If you've ever looked around your home office and suddenly discovered you were drowning in paper, then you can understand Judith Broadhurst's world.
"I can't even keep up with opening my mail," moans the 51-year-old entrepreneur, who estimates she receives at least 60 e-mail messages daily, as well as an armload of regular mail, for the four businesses she operates. She teaches writing classes at universities as well as online, publishes a weekly and monthly newsletter for freelance writers, writes magazines articles, and last year wrote a book, The Woman's Guide to Online Services.
"I tried getting organized. I've done everything. I've read books on the subject. I worked with a business coach for six weeks to find out why I was always behind schedule and stressed out. I even hired people a couple of times to come in and do my filing," admits the entrepreneur. Nothing worked.

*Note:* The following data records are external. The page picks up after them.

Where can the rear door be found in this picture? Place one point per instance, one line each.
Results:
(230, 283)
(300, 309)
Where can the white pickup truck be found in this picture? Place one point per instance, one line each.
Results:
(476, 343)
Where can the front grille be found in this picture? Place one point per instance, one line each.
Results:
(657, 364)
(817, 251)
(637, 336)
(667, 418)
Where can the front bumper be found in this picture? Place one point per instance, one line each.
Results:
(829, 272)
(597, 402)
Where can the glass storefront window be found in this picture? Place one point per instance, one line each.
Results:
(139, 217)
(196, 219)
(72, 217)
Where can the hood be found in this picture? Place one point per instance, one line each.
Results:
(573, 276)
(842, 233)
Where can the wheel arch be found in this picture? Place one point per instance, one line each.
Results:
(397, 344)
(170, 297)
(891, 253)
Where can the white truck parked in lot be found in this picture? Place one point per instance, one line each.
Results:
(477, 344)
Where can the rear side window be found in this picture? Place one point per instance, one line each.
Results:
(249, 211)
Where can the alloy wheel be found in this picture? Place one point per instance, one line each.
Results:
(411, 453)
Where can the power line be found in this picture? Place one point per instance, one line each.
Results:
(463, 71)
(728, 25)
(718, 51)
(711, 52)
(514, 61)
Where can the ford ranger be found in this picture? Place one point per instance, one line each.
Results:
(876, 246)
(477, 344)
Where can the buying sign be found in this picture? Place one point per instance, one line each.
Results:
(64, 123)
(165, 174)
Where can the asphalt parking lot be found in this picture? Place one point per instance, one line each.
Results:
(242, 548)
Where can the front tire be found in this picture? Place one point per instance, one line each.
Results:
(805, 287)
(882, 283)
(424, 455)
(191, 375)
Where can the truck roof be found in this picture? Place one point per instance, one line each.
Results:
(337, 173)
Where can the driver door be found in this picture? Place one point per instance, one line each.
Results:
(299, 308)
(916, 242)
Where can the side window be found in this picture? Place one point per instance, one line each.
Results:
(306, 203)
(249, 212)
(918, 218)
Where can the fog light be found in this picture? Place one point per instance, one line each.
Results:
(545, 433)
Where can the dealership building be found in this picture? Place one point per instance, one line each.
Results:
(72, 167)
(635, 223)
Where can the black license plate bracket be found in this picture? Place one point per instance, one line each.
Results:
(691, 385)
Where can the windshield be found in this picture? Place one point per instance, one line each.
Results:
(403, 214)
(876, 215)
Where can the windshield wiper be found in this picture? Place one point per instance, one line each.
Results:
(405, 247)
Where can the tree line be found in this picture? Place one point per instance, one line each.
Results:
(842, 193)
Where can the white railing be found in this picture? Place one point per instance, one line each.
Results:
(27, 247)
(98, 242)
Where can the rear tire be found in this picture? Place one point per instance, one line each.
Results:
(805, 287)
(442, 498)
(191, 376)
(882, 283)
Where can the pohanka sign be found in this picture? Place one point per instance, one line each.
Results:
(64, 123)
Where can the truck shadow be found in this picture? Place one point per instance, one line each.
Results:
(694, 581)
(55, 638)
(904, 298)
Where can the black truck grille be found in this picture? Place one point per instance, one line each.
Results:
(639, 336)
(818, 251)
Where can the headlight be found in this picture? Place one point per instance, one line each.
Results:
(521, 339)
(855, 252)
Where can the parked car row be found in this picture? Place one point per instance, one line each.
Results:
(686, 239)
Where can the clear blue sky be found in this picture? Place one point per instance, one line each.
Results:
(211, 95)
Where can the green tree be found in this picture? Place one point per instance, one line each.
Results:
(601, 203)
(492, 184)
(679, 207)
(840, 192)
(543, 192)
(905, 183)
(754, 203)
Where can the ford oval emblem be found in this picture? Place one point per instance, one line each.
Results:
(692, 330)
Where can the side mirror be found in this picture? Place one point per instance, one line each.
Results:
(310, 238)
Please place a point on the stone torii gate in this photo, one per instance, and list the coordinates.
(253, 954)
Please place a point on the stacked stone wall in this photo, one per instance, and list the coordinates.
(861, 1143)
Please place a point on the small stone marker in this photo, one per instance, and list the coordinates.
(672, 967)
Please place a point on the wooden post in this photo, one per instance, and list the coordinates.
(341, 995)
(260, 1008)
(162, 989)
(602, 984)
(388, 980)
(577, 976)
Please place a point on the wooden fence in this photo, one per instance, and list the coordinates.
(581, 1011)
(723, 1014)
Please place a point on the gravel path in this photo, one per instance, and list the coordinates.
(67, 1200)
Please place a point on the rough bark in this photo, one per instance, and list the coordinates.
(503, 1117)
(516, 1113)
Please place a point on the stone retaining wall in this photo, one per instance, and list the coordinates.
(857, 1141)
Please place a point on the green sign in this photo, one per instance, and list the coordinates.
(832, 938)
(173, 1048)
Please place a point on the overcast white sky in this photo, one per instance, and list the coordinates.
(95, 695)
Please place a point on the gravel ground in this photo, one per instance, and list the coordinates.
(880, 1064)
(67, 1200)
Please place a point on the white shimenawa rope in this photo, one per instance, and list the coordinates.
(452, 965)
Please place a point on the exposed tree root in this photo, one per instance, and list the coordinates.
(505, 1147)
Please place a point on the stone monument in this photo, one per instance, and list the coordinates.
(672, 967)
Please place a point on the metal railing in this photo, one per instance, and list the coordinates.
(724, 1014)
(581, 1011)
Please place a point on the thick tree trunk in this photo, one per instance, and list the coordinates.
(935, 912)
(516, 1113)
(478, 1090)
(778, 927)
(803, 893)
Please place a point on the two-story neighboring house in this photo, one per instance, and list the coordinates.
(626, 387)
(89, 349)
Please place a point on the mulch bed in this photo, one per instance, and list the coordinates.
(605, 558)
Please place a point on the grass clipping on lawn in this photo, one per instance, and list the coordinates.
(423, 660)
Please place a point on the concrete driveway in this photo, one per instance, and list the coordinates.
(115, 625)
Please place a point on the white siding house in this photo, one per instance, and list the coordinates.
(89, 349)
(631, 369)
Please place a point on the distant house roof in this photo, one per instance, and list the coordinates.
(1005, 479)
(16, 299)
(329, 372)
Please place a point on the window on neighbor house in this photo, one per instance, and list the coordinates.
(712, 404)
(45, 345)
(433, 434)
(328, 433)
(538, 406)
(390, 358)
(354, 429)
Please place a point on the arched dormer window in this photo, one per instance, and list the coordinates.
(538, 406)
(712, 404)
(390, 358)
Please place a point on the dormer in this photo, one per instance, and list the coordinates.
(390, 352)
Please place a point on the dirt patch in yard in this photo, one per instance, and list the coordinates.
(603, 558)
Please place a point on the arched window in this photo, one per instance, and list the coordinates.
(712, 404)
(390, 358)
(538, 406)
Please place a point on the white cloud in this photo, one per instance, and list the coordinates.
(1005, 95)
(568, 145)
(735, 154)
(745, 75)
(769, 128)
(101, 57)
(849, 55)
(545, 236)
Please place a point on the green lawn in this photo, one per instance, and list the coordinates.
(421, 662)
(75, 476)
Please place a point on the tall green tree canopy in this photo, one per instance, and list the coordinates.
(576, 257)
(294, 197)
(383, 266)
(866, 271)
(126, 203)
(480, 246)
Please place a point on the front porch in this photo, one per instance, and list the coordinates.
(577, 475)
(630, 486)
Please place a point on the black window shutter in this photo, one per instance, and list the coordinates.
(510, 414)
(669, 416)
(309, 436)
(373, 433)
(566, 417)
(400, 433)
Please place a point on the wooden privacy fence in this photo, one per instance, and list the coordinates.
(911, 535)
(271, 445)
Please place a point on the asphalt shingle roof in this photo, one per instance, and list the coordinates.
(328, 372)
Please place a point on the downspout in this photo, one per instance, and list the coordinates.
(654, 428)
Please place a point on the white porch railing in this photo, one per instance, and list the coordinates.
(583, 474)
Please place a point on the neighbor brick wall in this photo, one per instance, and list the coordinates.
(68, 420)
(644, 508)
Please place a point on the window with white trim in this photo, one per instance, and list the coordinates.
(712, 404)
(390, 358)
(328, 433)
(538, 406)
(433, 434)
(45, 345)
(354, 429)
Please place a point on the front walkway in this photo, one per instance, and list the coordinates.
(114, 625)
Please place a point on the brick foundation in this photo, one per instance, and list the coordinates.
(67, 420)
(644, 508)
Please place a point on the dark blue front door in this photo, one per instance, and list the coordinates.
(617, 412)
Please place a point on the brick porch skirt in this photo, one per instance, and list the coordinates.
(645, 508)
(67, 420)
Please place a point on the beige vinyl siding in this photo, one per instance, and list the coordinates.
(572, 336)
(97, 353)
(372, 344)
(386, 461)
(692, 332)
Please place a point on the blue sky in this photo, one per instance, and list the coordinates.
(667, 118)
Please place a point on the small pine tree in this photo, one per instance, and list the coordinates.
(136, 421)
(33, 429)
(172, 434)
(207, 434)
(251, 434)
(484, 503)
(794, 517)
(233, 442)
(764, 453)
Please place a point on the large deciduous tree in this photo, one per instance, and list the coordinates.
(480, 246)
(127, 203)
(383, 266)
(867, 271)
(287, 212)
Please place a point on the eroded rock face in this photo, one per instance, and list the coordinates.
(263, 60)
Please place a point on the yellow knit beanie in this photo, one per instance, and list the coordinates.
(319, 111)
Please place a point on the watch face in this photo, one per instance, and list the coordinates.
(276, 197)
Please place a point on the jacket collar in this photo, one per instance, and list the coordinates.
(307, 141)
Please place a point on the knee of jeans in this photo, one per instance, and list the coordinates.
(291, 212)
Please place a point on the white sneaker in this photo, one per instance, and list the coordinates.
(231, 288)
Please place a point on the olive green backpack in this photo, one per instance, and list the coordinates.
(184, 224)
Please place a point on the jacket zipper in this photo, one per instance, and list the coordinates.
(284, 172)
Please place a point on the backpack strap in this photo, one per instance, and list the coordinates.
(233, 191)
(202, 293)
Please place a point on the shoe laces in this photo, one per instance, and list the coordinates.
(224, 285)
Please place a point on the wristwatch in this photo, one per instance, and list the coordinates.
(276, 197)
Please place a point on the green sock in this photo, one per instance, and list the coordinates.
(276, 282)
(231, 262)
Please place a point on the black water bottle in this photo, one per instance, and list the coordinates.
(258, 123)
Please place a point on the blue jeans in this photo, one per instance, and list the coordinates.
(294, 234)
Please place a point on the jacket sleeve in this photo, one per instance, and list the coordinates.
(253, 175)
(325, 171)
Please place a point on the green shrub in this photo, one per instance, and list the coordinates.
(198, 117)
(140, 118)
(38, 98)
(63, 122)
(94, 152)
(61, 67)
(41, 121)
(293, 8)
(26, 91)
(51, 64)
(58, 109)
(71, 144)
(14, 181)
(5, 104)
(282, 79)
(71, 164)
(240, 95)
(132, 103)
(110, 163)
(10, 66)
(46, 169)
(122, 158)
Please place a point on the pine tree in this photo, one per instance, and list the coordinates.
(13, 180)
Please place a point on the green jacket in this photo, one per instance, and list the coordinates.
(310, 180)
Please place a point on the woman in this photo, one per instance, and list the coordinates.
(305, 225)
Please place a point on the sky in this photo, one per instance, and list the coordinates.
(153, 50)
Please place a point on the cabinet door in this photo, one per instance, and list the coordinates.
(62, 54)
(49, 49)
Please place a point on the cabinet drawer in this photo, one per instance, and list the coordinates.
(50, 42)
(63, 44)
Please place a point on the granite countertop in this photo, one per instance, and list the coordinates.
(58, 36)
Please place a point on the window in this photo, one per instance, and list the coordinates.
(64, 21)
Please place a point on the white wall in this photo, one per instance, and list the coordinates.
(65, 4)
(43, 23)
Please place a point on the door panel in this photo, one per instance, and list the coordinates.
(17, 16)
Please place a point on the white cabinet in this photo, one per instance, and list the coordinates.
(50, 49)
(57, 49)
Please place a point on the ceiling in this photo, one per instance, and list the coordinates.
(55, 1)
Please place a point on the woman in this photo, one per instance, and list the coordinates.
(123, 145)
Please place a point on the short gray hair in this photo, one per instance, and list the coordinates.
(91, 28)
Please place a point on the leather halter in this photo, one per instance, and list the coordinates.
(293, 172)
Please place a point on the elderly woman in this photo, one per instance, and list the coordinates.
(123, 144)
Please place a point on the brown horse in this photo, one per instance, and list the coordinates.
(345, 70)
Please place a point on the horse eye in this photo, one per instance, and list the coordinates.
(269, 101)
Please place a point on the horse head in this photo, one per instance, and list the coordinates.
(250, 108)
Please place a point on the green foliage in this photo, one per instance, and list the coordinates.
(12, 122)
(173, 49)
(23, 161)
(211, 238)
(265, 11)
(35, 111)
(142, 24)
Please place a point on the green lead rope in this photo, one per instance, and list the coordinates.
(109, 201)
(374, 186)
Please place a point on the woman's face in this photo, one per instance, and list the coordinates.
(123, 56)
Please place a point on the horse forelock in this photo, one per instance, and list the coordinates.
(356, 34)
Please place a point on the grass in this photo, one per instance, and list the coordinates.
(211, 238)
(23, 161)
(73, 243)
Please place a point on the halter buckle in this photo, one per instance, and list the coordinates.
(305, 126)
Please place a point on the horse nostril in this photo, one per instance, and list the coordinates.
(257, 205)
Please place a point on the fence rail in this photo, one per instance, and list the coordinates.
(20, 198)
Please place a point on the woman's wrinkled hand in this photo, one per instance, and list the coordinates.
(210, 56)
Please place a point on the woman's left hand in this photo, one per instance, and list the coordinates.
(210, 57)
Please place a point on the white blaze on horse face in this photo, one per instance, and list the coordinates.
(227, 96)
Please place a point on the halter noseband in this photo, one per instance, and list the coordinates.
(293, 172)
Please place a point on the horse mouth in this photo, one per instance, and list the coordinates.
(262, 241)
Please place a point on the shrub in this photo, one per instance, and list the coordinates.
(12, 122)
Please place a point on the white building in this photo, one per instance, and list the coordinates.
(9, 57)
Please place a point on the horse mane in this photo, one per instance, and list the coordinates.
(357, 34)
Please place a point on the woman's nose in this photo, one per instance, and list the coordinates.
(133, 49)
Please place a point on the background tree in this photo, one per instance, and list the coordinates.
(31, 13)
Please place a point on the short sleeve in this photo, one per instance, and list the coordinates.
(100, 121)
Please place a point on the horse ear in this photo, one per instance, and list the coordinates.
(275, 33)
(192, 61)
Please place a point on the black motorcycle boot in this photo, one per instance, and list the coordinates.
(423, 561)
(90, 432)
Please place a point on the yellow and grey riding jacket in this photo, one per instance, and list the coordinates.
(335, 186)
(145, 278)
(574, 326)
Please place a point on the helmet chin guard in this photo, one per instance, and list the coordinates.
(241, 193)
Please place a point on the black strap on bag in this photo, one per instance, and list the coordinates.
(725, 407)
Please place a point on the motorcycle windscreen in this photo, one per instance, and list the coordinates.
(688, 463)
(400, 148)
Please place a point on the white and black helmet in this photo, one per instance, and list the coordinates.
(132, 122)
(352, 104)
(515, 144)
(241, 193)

Entrepreneur took Broadhurst's problem to Nancy Black, owner of Organization Plus in Beverly, Massachusetts, and a member of the National Association of Professional Organizers. Black, who has been a professional organizer since 1983, believes getting organized is something that can be learned; it's a matter of setting up a system, she says.
"But it does take time to get and stay organized," says Black, who adds that Broadhurst's problem is not unique. "I find a lot of creative people have problems with disorganization. It could be because they are right-brained and think more tangentially than left-brained people, who think more logically."